Not so long ago my wife, the sweet and lovely Penny, and I went shopping for a new bed and ventured into one of the ubiquitous bedding stores that populate the strip malls around town. This particular store must have had special sensors embedded in the door frames that signal the arrival of fresh meat because instantly a salesman appeared out of thin air and blocked our paths.

“Howyadoin? great day to buy a bed iddnit?” burst forth before we could even get the guy in focus. The huge frozen smile on his face must have had a mesmerizing effect because we sort of nodded our heads and followed him into the bowels of the showroom.

“Now, what can we do for you today aren’t you just the neatest looking couple we have the best brands and the best prices anywhere so you don’t have to look elsewhere let me show you some of our best sellers I’m Brad what’s your names?” We were so worn out at this point that lying down on one of the model beds “to test drive it, heh, heh” actually seemed like a good idea. (Brad, of course, is a totally fictitious name, as we’ve blocked out many of the unnecessary details of the whole ordeal.)

We lay down on the bed, and as anyone who’s ever done this in a store knows, you lie there like you’ve just thrown out your back, all stiff and self conscious, and the guy says, “Now Penny, you may not know what this means, but Alan, you probably know what rebar is.” Penny went even more rigid, stiff as a magician’s assistant in the big levitation trick and muttered, teeth clenched, “I know what rebar is.” She’s nobody’s dummy. Obliviously he went on, describing in detail, to just me of course, the bed’s wonderful construction using the same technology interstate highways are built from.

So we tried a few more beds- no more mention of concrete reinforcement- and, against my better judgment, I blurted out something about frames. He gave me this conspiratorial look and motioned for us to follow him to the rear of the store, out of earshot of a poor unsuspecting couple that had just wandered in. He pointed to a bed frame hanging on a wall and whispered, “That frame is normally $99.99, but I’m going to throw it in for free.” His eyes bugged out on the word “free”.

Now things were getting serious. Fifteen hundred bucks for a bed, but the frame’s free. Meanwhile, Penny’s giving me that look, like “let’s get out of here now if you know what’s good for you”. If it’s possible for eyes to have clenched teeth, this was it.

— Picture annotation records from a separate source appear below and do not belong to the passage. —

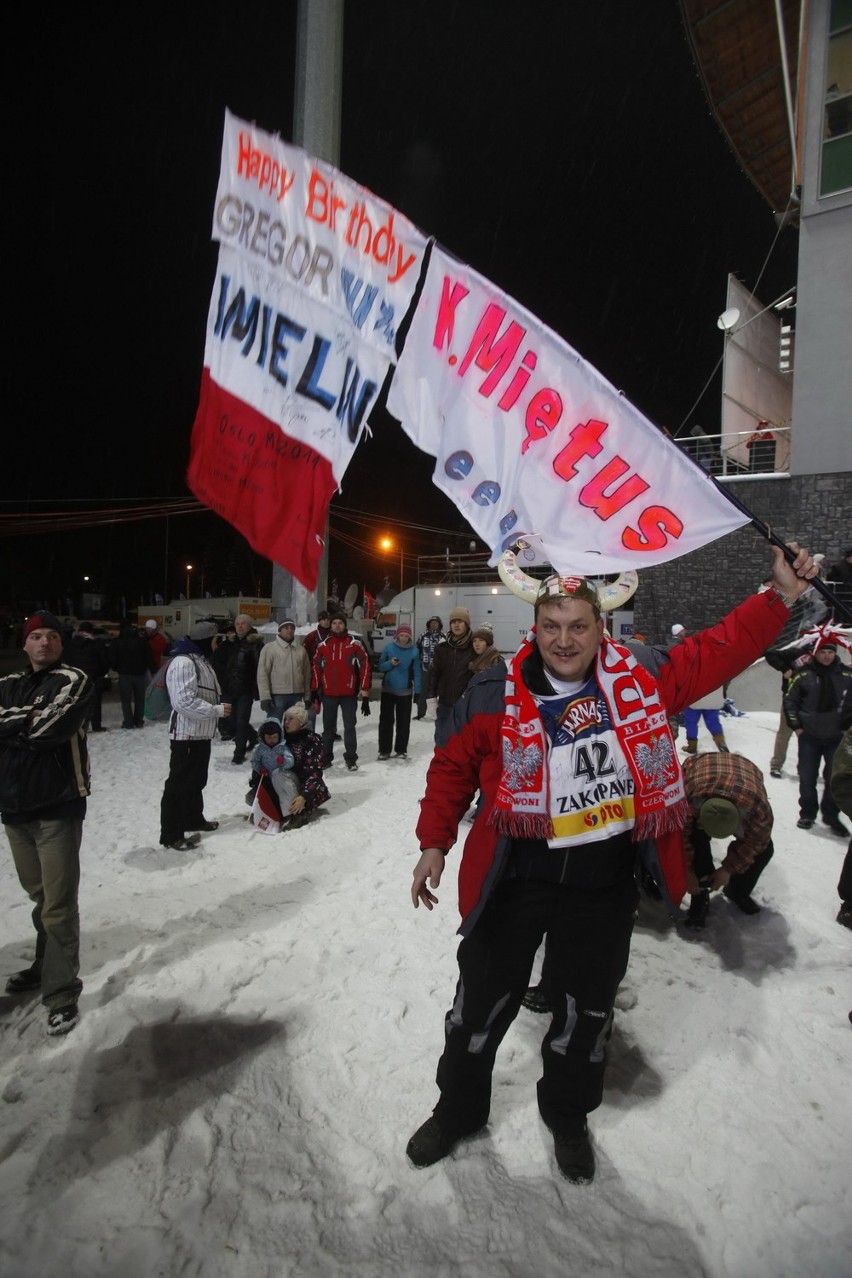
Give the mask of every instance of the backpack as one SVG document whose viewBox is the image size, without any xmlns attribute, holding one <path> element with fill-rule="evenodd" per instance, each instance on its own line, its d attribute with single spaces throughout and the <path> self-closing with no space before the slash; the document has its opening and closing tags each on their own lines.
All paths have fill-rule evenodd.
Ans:
<svg viewBox="0 0 852 1278">
<path fill-rule="evenodd" d="M 179 653 L 179 656 L 189 657 L 195 667 L 195 677 L 198 677 L 198 661 L 194 654 L 192 652 L 185 652 Z M 144 717 L 152 723 L 165 723 L 172 712 L 171 698 L 169 697 L 169 689 L 166 688 L 166 671 L 171 666 L 172 661 L 174 657 L 167 657 L 164 661 L 160 670 L 155 671 L 151 676 L 151 682 L 144 690 Z"/>
<path fill-rule="evenodd" d="M 171 658 L 164 661 L 144 690 L 144 717 L 152 723 L 162 723 L 171 714 L 171 699 L 166 688 L 166 671 L 170 665 Z"/>
</svg>

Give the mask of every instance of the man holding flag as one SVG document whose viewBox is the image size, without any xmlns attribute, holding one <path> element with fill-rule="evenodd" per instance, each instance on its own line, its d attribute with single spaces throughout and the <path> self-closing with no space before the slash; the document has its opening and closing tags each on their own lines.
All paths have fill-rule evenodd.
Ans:
<svg viewBox="0 0 852 1278">
<path fill-rule="evenodd" d="M 459 984 L 441 1091 L 407 1154 L 429 1167 L 488 1122 L 497 1048 L 547 934 L 554 1012 L 542 1044 L 542 1118 L 574 1183 L 594 1177 L 586 1116 L 602 1100 L 616 990 L 637 893 L 635 845 L 653 841 L 663 884 L 686 886 L 683 778 L 667 717 L 732 679 L 778 636 L 816 565 L 774 548 L 772 588 L 659 654 L 655 671 L 605 636 L 594 585 L 551 576 L 508 676 L 485 671 L 436 749 L 418 822 L 411 900 L 430 910 L 459 822 L 482 801 L 459 870 Z M 428 886 L 427 886 L 428 884 Z"/>
</svg>

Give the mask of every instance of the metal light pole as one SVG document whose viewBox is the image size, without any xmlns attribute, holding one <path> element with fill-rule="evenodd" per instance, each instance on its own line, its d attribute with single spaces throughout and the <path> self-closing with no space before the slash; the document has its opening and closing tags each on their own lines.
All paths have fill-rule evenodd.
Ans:
<svg viewBox="0 0 852 1278">
<path fill-rule="evenodd" d="M 381 539 L 381 542 L 379 542 L 379 546 L 382 547 L 383 551 L 392 551 L 393 550 L 393 538 L 392 537 L 383 537 Z M 402 575 L 404 575 L 402 574 L 402 556 L 404 556 L 402 542 L 400 541 L 400 594 L 405 589 L 405 583 L 402 580 Z"/>
<path fill-rule="evenodd" d="M 344 0 L 299 0 L 293 141 L 313 156 L 340 164 Z M 280 564 L 272 565 L 272 615 L 314 620 L 328 594 L 328 519 L 319 580 L 308 590 Z"/>
</svg>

So, being the head of our marriage since I know all about rebar and all, I said that we had just started our search and we “would think about it”. Brad immediately whipped out his cell phone and said, “Let me call my manager and see what I can do.” Who knew car salesman DNA was so pervasive?

Penny immediately slammed her hand down on a nearby counter and said, no clenched teeth now, “I’ve had enough of this crap!”, and stormed out of the store. I turned to Brad, both our jaws dropped, and I meekly trailed after her, first holding the door for the other couple.

We eventually got our new bed, frame and all, but every time we go by a construction site we giggle and eyebrows are raised.